At the genus level, the relative abundances of 22 bacterial genera were significantly reduced with increasing host GCs. Similar to changes at the family level, the majority of bacterial genera reductions were rare taxa (Fig. 3B) with the exception of Brochothrix (mean 0.02% relative abundance). Contrary to our predictions but in line with a prior study on birds[24], we found that two potentially pathogenic genera—Yersinia (β = − 1.09, PFDR = 0.004)[53] and Salmonella (β = − 10.98, PFDR < 0.0001)[54]—decreased in relative abundance with increasing host GCs. Conversely, a greater proportion of abundant taxa were found to increase with increasing GCs (Fig. 3B). Greater host GCs predicted greater relative abundances of Clostridium (β = 0.28, PFDR = 0.008), Butyricicoccus (β = 0.35, PFDR = 0.004), Oscillospira (β = 0.60, PFDR < 0.0001), YRC22 (β = 0.65, PFDR = 0.004), and Lachnospira (β = 0.67, PFDR = 0.02).

The gut-brain axis mediates ecological effects on the gut microbiota

To determine how ecological and host factors contributed to the effects of GCs on gut microbiome alpha diversity, we fit a structural equation model (SEM) based on a set of a priori hypothesized pathways (Fig. S1). The SEM was constructed to test the relative direct and indirect effects of three ecological factors (dietary heterogeneity, an upcoming spruce mast, and conspecific density) and three host factors (reproductive activity, age, and sex) on GCs and gut microbiome diversity. Overall, the SEM revealed direct and indirect pathways by which ecological and host factors exert cascading effects on microbial diversity (Figure 4). In line with our predictions, dietary heterogeneity and the presence of an upcoming spruce mast both exhibited direct effects on gut microbiome diversity, such that a more heterogeneous diet (standardized β = 0.26, P < 0.001) and an upcoming spruce masting event (standardized β = 0.71, P < 0.001) led to greater microbial diversity. Tests of directed separation revealed that there was no effect of either dietary heterogeneity or an upcoming spruce mast on host GCs. By contrast, conspecific density and reproductive activity indirectly, but not directly, affected gut microbiome diversity via changes to host GCs. Higher squirrel densities (standardized β = 0.26, P = 0.006) and reproductive activity (standardized β = 0.47, P < 0.001) predicted greater GC concentrations, which in turn reduced microbial diversity (standardized β = − 0.18, P = 0.01). There was no effect of age or sex on gut microbiome diversity, and tests of directed separation similarly found no effect of age or sex on host GCs.

Figure 4

Ecology and host biology influence gut microbiome alpha diversity via changes in host glucocorticoids. Structural equation model assessing direct and indirect effects of ecological and host factors on glucocorticoids (GCs) and gut microbiome alpha diversity (Chao1 richness). Solid black arrows represent significant positive paths; solid red arrows represent significant negative paths; dotted arrows represent non-significant paths. Text labels indicate standardized beta estimates (i.e., effect sizes) and significance (P < 0.05*, P < 0.01**, P < 0.001***) for each of the predicted pathways tested in the SEM.

Discussion

Determining if ecological factors structure the relationship between glucocorticoids (GCs) and gut microbiome alpha diversity is crucial to interpreting the adaptive value of the GC-microbiome connection in wild animals. Here, we demonstrate that the link between GCs and gut microbiome alpha diversity is robust to ecological factors that directly influence the gut microbiome in wild populations. Our findings additionally suggest that GCs can integrate changes in ecology and host biology to induce plasticity in the gut microbiome.
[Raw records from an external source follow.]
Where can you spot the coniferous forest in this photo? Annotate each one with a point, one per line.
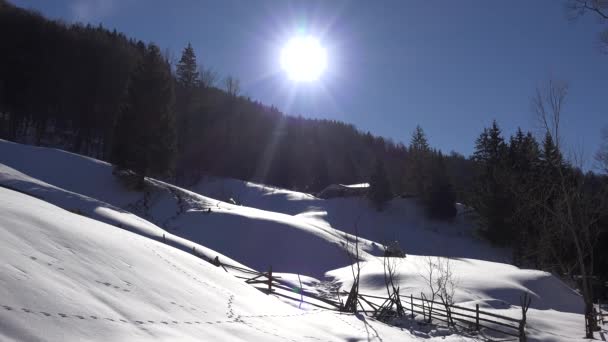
(97, 92)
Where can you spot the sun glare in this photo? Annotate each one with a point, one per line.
(304, 59)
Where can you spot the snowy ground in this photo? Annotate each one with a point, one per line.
(67, 278)
(56, 262)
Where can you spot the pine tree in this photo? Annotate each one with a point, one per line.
(417, 175)
(491, 197)
(439, 197)
(145, 133)
(379, 187)
(186, 69)
(418, 142)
Gut microbiome alpha diversity varied across seasons and peaked in summer, coinciding with the period of greatest dietary heterogeneity[34,52] (Fig. 2A). GCs exhibited greater variability overall: GCs reached their peak in the early spring in non-mast years (2008, 2009), but in summer of the mast year (2010) (Fig. 2A). Despite this variability, there was a significant negative association between GCs and gut microbiome diversity such that individuals with greater GCs exhibited lower alpha diversity across three separate measures (species richness, evenness, and phylogenetic diversity) (Fig. 2B–D). Though prior studies in unmanipulated populations did not detect a relationship between GCs and gut microbiome alpha diversity (Table 1), but see[55] for oral microbiome), our results align with experimental studies in which GCs were manipulated. This suggests that gut–brain axis communication, particularly between GCs and gut microbiome composition, is under strong selection in our population.
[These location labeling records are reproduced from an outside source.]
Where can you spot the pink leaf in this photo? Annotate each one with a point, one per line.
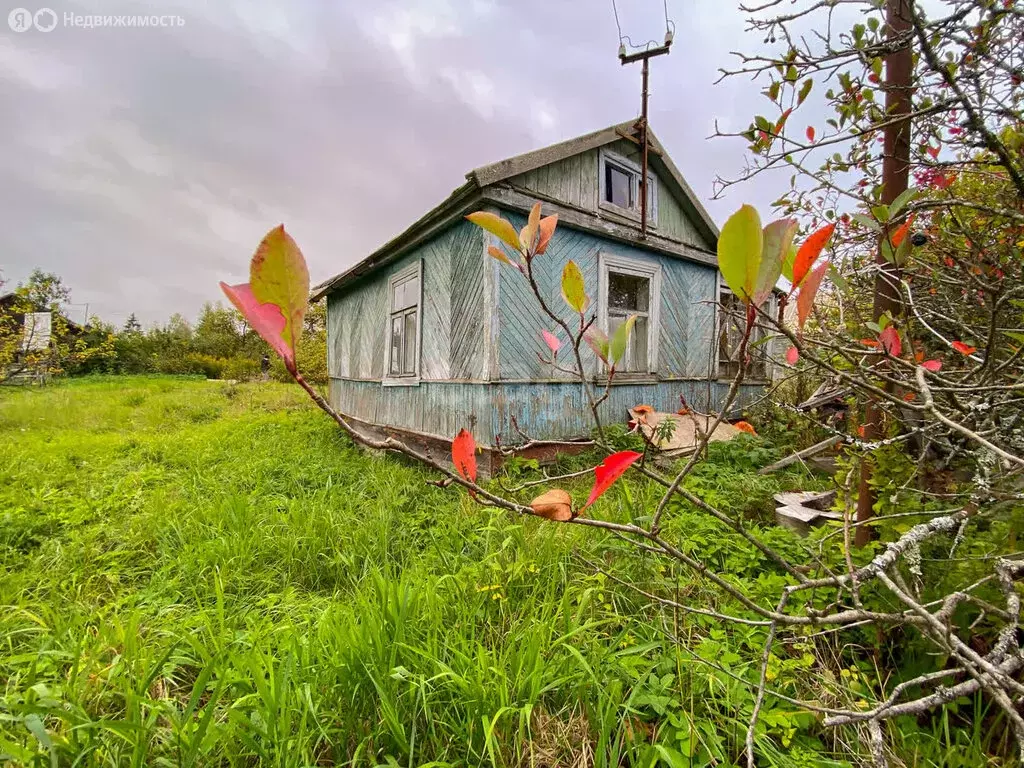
(608, 471)
(266, 320)
(808, 290)
(809, 252)
(889, 338)
(552, 341)
(464, 455)
(278, 274)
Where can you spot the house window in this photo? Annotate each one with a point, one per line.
(621, 187)
(731, 323)
(631, 287)
(403, 291)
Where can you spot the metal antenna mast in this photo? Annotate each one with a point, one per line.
(650, 50)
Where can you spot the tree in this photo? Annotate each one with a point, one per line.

As GCs increased, the taxa that decreased in the gut microbiome were overwhelmingly rare taxa that contributed < 0.01% in relative abundance to the overall community (e.g., Odoribacteriaceae, Sporichthyaceae) (Fig. 3). This finding aligns with expectations about the effects of disturbances on gut microbiome composition from an ecological perspective[56]. Resilience to microbial disturbances is greater among abundant taxa than non-abundant taxa[57], likely due to divergent patterns of colonization and succession. Abundant taxa retain their position in microbial communities via selective filtering and by occupying core niches[56]. By contrast, rare taxa are incorporated into the microbiome largely via stochastic processes, though they contribute significantly to community alpha diversity measures[58]. A reduction in rare taxa with increasing GCs in our population may therefore indicate that the effects of elevated GCs on rare bacteria in the gut mimic those expected by broader microbial disturbances (e.g., antibiotics, infection)[59].
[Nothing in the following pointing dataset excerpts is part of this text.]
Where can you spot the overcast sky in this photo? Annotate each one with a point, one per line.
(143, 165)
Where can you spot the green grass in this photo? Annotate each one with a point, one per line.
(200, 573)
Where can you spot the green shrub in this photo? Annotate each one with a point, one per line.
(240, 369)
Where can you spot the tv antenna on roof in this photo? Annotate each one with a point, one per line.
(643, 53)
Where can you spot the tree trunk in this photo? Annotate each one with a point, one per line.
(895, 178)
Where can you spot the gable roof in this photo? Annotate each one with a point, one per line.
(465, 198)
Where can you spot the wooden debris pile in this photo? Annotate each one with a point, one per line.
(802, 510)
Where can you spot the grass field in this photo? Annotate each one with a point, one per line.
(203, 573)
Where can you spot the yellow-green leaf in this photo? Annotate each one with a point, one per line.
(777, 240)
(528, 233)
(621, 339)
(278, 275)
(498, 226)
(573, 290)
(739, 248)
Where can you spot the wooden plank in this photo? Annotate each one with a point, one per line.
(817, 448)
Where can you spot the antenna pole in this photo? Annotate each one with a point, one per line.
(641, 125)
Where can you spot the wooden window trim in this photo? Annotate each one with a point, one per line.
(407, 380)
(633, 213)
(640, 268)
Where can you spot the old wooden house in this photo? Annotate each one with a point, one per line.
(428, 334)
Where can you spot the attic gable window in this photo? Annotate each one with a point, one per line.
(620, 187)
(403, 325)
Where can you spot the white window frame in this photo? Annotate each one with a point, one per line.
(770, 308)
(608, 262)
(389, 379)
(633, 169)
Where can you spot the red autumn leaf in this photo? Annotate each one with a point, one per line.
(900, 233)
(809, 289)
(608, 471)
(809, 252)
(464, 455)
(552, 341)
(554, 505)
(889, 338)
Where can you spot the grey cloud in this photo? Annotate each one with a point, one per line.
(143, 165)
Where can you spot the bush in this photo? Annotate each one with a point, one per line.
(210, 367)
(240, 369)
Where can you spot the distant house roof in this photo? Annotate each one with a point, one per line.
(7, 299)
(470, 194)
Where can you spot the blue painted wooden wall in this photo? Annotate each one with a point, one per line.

A decrease in the relative abundance of rare bacteria may also serve to reorganize host metabolic priorities through replacement by core taxa that can better support changes in host energetic demands. Overall, we found that increases in host GCs were accompanied by increases in bacteria involved in host metabolism (Fig. 3). Both Oscillospira, which correlates with the consumption of spruce buds in the late spring[52], and Coriobacteriaceae, a common rodent gut microbe involved in energy metabolism[60], increased in relative abundance with increasing GCs. In experimental settings, housing stress caused an increase in Coriobacteriaceae[61], suggesting that it may similarly contribute to maintaining energy balance in wild rodents facing challenging environmental conditions. We additionally found that individuals with elevated GCs exhibited greater relative abundances of Ruminococcaceae, a bacterial family of cellulolytic and fibrolytic bacteria involved in dietary acclimation in wild animals[20,62]. Together, our results suggest that in our study population, GCs may coordinate adaptive shifts in gut microbiome composition in response to increased energetic demands, seasonal changes in diet, or both.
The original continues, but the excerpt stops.